|Lost Crops of Africa: Volume 1 - Grains (BOSTID, 1996, 372 p.)|
Africa has more native cereals than any other continent. It has its own species of rice, as well as finger millet, fonio, pearl millet, sorghum, tef, guinea millet, and several dozen wild cereals whose grains are eaten from time to time.
This is a food heritage that has fed people for generation after generation stretching back to the origins of mankind. It is also a local legacy of genetic wealth upon which a sound food future might be built. But, strangely, it has largely been bypassed in modern times.
Centuries ago, chows introduced rice from Asia. In the 1500s, Portuguese colonists imported maize from the Americas. In the last few decades wheat has arrived, courtesy of farmers in the temperate zones. Faced with these wondrous foreign foods, the continent has slowly tilted away from its own ancient cereal wealth and embraced the new-found grains from across the seas.
Lacking the interest and support of the authorities (most of them nonAfrican colonial authorities, missionaries, and agricultural researchers), the local grains could not keep pace with the up-to-the-minute foreign cereals, which were made especially convenient to consumers by the use of mills and processing. The old grains languished and remained principally as the foods of the poor and the rural areas. Eventually, they took on a stigma of being second-rate. Myths arose - that the local grains were not as nutritious, not as high yielding, not as flavorful, nor as easy to handle. As a result, the native grains were driven into internal exile. In their place, maize, a grain from across the Atlantic, became the main food from Senegal to South Africa.
But now, forward-thinking scientists are starting to look at the old cereal heritage with unbiased eyes. Peering past the myths, they see waiting in the shadows a storehouse of resources whose qualities offer promise not just to Africa, but to the world.

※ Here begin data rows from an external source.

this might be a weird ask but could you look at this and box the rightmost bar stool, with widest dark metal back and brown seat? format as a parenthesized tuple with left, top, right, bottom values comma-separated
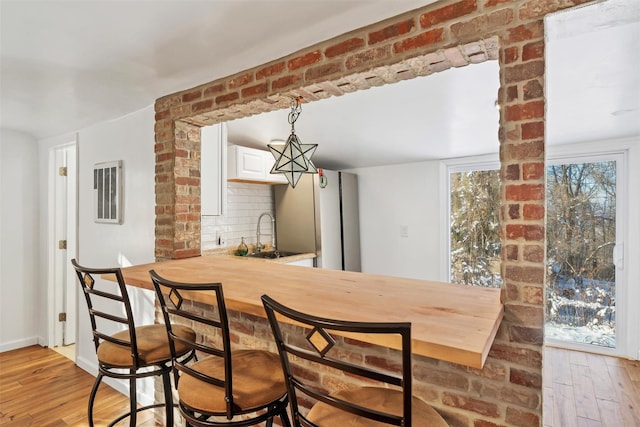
(262, 295, 447, 427)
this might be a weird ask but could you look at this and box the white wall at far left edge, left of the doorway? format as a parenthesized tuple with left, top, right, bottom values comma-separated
(0, 129, 41, 352)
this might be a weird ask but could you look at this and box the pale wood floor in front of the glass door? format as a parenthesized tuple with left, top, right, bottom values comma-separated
(542, 347, 640, 427)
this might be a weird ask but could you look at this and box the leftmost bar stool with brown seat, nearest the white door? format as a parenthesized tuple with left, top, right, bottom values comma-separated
(71, 259, 195, 426)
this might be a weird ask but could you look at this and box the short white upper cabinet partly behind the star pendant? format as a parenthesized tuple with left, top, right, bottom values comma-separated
(227, 144, 287, 184)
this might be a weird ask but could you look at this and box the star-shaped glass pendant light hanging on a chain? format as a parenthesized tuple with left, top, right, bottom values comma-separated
(267, 97, 318, 188)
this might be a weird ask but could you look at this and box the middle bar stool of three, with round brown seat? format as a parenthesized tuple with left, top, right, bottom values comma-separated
(150, 270, 291, 427)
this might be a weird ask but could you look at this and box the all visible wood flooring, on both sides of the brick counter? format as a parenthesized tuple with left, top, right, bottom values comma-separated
(0, 346, 640, 427)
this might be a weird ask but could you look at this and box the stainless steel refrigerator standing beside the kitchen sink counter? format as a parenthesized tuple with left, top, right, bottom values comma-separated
(274, 170, 361, 271)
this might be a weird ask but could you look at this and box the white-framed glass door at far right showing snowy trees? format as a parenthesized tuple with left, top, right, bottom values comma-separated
(545, 154, 629, 356)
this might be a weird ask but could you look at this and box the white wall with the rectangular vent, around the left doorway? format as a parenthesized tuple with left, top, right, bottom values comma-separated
(39, 106, 155, 402)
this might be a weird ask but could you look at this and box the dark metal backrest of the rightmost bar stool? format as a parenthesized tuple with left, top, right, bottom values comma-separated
(262, 295, 412, 427)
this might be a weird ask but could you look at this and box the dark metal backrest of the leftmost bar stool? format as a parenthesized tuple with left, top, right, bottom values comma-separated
(71, 259, 141, 369)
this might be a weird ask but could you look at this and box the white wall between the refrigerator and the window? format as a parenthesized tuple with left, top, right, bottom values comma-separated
(350, 161, 443, 280)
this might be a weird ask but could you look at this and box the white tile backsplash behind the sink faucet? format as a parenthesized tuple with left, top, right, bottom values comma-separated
(201, 182, 275, 251)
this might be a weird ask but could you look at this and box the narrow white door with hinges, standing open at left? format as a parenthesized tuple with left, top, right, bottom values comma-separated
(50, 144, 78, 346)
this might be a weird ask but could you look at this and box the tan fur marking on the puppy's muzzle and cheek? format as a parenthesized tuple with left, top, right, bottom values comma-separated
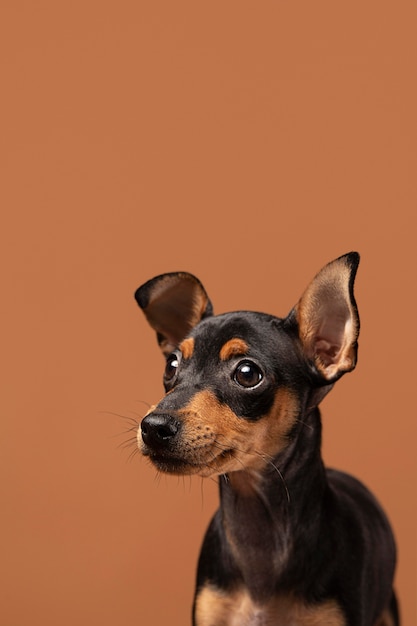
(173, 388, 298, 476)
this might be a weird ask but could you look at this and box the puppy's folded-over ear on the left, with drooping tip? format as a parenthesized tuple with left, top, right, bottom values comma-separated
(135, 272, 213, 355)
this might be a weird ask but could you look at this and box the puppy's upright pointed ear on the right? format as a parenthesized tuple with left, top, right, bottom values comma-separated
(292, 252, 359, 383)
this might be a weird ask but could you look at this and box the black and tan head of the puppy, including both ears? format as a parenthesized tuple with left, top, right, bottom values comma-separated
(135, 253, 359, 476)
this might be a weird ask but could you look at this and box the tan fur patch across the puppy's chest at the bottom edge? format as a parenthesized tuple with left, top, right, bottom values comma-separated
(196, 586, 346, 626)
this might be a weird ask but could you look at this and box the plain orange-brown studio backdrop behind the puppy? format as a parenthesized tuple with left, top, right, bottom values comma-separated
(0, 0, 417, 626)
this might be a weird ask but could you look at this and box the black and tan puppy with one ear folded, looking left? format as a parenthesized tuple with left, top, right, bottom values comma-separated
(135, 253, 399, 626)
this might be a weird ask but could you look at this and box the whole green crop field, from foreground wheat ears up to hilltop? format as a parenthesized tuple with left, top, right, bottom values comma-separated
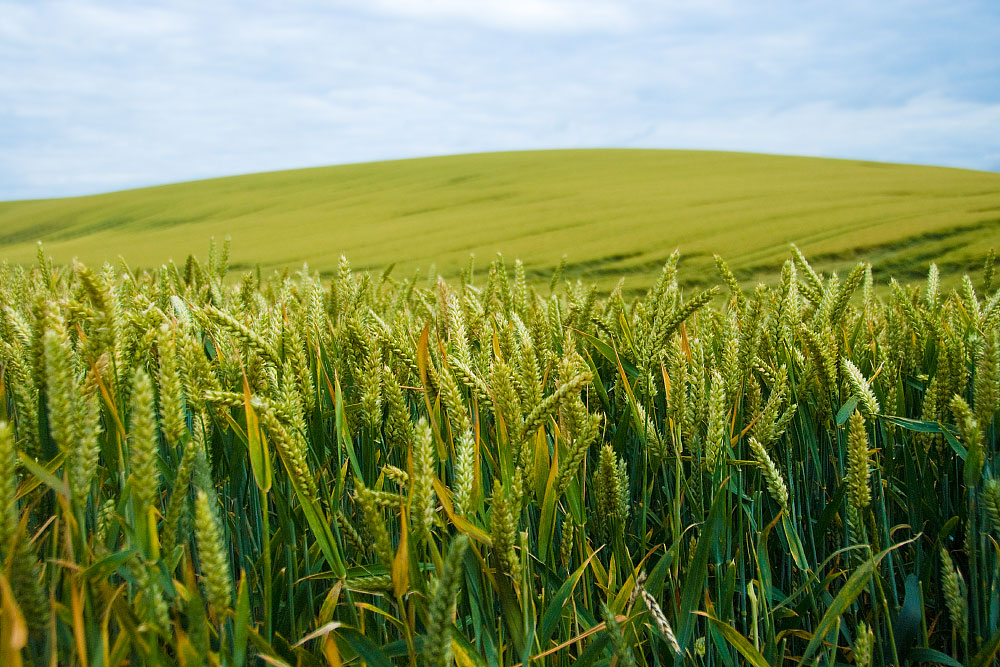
(0, 151, 1000, 667)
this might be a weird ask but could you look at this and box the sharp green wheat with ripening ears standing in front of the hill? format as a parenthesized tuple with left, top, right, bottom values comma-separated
(0, 244, 1000, 667)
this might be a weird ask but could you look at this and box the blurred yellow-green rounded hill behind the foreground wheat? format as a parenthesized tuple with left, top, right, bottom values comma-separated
(0, 150, 1000, 288)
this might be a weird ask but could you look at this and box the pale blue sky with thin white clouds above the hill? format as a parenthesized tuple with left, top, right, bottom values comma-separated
(0, 0, 1000, 200)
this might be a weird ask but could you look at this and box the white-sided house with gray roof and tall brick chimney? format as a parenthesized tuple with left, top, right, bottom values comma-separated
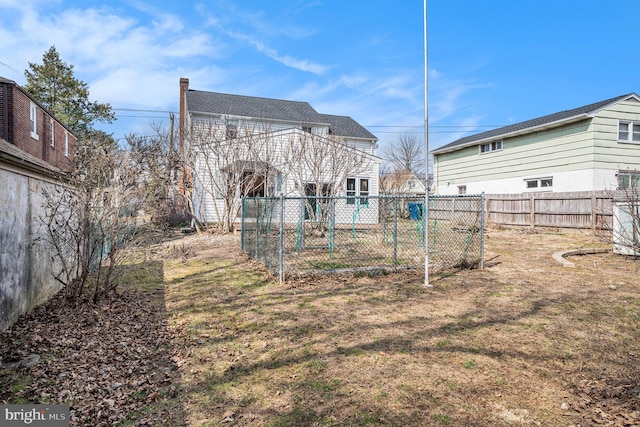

Already, sorghum is a booming new food crop in Central America. Pearl millet is showing such utility that it is probably the most promising new crop for the United States. Nutritionists in a dozen or more countries see finger millet and some sorghums as the key - finally - to solving Africa's malnutrition problem. Food technologists are finding vast new possibilities in processes that can open up vibrant consumer markets for new and tasty products made from Africa's own grains. And engineers are showing how the old grains can be produced and processed locally without the spirit-crushing drudgery that raises the resentment of millions who have to grind grain every day.
That, then, is the underlying message of this book. It should not be seen as an indictment of wheat, maize, or rice. Those are the world's three biggest crops, they have become vital to
Africa, and they deserve even more research and support than they are now getting. But this book, we hope, will open everyone's eyes to the long-lost promise inherent in the grains that are the gifts of ancient generations. Dedicated effort will open a second front in the war on hunger, malnutrition, poverty, and environmental degradation. It will save from extinction the foods of the forebears. And it just might bring Africa the foodsecure future that everyone hopes for but few can now foresee.